Para reforçar a austeridade, Platão expulsa da sua República os poetas - nem todos -, sim aqueles cujos modos musicais langorosos «perniciosos até para as mulheres» levariam à moleza e à preguiça; ficavam os que levassem à coragem é à constância, na guerra e na paz. De um certo ponto de vista, Platão parece não ter estética nenhuma: depois de se perguntar o que é o belo - se é o «conveniente», o «útil», o «agradável» -, chega à conclusão de que não é nenhuma destas hipóteses, tal como não é também o «bom». Isto é, parece ser alguma coisa, mas quando se vai a ver o que é, nada aparece, ainda que reduzindo o belo ao bom; sob influência pitagórica, punha a beleza em termos de harmonia. No entanto, a expulsão dos poetas e criadores da cidade reflecte a própria consciência de Platão do seu poder (apetite a atingir vários, em qualquer tempo ou circunstância).
Porém, curiosamente, se atentarmos em Aristóteles, na sua definição de tragédia - já que vivemos num clima de fatalidade -, aquela destina-se, sem dúvida, a «suscitar a piedade e o temor, levando à purificação pelas emoções», o que parece pô-la ao nível da ética. E se lermos a sua «Poética», encontraremos, na substância da obra, os sentimentos, o prazer e a dor, as emoções e as comoções, o «pathos». Acrescentando o «evento patético» à peripécia e ao reconhecimento, assevera: «o evento patético (e tantos têm ocorrido entre nós) é uma acção que leva às agonias expostas em cena (ou num cenário político), as dores lancinantes, as feridas (ainda que sociais).

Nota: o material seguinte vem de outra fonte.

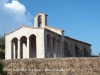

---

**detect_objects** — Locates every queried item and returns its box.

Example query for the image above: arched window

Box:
[53,37,56,57]
[75,44,79,57]
[38,15,42,28]
[29,34,36,58]
[83,47,89,57]
[20,36,27,58]
[11,38,18,59]
[46,34,51,58]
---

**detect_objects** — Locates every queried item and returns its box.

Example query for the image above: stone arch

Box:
[29,34,36,58]
[20,36,27,58]
[46,34,51,58]
[11,37,18,59]
[52,36,56,57]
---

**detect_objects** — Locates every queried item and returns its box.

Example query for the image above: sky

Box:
[0,0,100,55]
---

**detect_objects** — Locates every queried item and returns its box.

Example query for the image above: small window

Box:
[38,15,42,28]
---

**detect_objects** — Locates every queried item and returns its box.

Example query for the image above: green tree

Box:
[0,60,7,75]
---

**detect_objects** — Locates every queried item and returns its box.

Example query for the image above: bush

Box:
[0,60,7,75]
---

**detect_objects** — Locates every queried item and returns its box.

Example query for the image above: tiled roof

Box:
[64,36,91,46]
[5,25,43,36]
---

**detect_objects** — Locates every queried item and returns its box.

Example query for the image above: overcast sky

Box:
[0,0,100,55]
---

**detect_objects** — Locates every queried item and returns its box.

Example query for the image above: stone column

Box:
[26,38,30,58]
[17,40,21,59]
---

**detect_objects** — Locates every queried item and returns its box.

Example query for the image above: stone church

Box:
[5,12,91,59]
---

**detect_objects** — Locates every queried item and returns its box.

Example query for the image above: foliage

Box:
[0,60,7,75]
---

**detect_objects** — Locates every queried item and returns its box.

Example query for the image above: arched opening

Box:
[20,36,27,58]
[38,15,42,28]
[53,37,56,57]
[57,39,61,57]
[29,34,36,58]
[46,34,51,58]
[75,44,79,57]
[11,38,18,59]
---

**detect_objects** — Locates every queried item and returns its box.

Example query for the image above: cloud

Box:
[0,0,33,35]
[4,0,32,24]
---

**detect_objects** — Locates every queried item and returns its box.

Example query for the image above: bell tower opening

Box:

Todavia, para reforçar o trágico, tornando-o mais intenso, Aristóteles exige que as personagens sejam «amigas», por exemplo «um irmão que mata o irmão». Conclui-se então que o trágico tem elevado custo. E Plotino, por sua vez, identifica o belo ao bem e ambos ao Uno, dizendo-nos que «sem dúvida a inteligência é bela; mas essa beleza é inerte, enquanto a luz do bem a não iluminar».
E nós, em Portugal, circulando numa zona de penumbra, talvez concluamos, parafraseando Plotino, que «a vista jamais veria o sol se não tomasse antes a sua forma; do mesmo modo a alma não poderá ver a beleza se antes não se fizer bela a si própria».
Estaremos assim tão necessitados de um olhar bondoso e justo sobre nós e os outros? De um modo geral, deixámo-nos tomar pelo rancor e, na medida em que execramos tudo e todos, será no espelho dos outros que nos avaliamos. Condenados à prática do estoicismo, a regra do domínio das emoções negativas transformadas em energia, o que remete para a sabedoria, tentemos vislumbrar no horizonte vestígios de esperança - mero recurso poético, aqui e agora: os prodígios sucederam sempre por vontade e engenho do humano, desde a Teogonia, na Grécia antiga, à fundação de Portugal.
Cansados, vogando no incerto, somos, pela inteligência, estóicos, embora a santidade não figure no nosso projecto: recusamos, em qualquer circunstância, o martírio.